To run the SQL file all at once log into the MySQL console and type:

mysql> source /path/to/file/join_ex1.sql

Database Creation and Usage

create database join_ex1;
use join_ex1;

Tables and An Index

This example has three tables: site, hit and site_freq. The first table, site, represents a website (ex: Slashdot, Digg). The second table, hit, represents a 'hit' on that website. The third table, site_freq, is used by the Stored Procedure to determine the distribution of hits to sites.

create table site (
  id integer auto_increment not null,
  name varchar(100),
  primary key (id)
) type=innodb;

create table hit (
  id integer auto_increment not null,
  site_id integer,
  primary key (id)
) type=innodb;

create table site_freq (
  site_id integer
) type=innodb;

create index index1 on hit (site_id);

Dummy Data

Just a little bit of data. To adjust the distribution of site hits generated by the Stored Procedure, alter the relative frequencies for each site.id.

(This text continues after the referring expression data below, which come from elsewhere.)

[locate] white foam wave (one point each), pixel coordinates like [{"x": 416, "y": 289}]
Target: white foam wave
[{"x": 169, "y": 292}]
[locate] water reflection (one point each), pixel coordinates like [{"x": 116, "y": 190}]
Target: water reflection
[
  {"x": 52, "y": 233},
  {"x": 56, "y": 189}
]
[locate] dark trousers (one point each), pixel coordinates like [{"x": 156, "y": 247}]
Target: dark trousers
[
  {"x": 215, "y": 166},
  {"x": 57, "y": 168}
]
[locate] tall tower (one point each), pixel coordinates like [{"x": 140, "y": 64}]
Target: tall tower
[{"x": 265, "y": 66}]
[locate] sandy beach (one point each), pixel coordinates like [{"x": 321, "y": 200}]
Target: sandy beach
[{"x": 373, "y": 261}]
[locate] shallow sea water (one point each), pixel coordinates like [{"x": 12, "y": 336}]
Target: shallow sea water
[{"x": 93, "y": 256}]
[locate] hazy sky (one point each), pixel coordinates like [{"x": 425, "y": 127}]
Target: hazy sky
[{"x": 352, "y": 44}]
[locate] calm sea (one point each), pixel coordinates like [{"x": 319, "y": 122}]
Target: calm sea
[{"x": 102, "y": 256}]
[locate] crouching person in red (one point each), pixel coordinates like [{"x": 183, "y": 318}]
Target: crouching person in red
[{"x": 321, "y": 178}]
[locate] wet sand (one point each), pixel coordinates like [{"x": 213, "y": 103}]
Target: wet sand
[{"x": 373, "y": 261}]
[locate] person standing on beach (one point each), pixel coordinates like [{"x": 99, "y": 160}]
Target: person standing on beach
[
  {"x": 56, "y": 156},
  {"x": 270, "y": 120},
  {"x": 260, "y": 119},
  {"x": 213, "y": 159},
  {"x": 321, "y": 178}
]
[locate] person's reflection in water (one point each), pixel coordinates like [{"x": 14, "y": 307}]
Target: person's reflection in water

The configuration below should generate hits with the following distribution: Slashdot (50%), Digg (25%), Engadget (12.5%), Gizmodo (12.5%).

insert into site (name) values ('Slashdot');
insert into site (name) values ('Digg');
insert into site (name) values ('Engadget');
insert into site (name) values ('Gizmodo');

insert into site_freq (site_id) values (1), (1), (1), (1), (2), (2), (3), (4);

Stored Procedure

This Stored Procedure is responsible for generating the large data set needed for the query performance differences to become apparent.

DROP PROCEDURE IF EXISTS insertRandomData;
DELIMITER //
CREATE PROCEDURE insertRandomData(toInsert INT)
BEGIN
  DECLARE i INT DEFAULT 0;
  DECLARE myId INT;
  WHILE (i < toInsert) DO
    SELECT site_id INTO myId
    FROM site_freq ORDER BY rand() LIMIT 1;

    INSERT INTO hit (site_id) VALUES (myId);
  SET i=i+1;
  END WHILE;
END;
//
DELIMITER ;

Dummy Data Generation

As mentioned above, a sizable amount of data is needed for the query performance differences to become discernible. Let's start with 500,000 records. Feel free to insert as many records as needed (I used a 12,000,000 record set for my tests).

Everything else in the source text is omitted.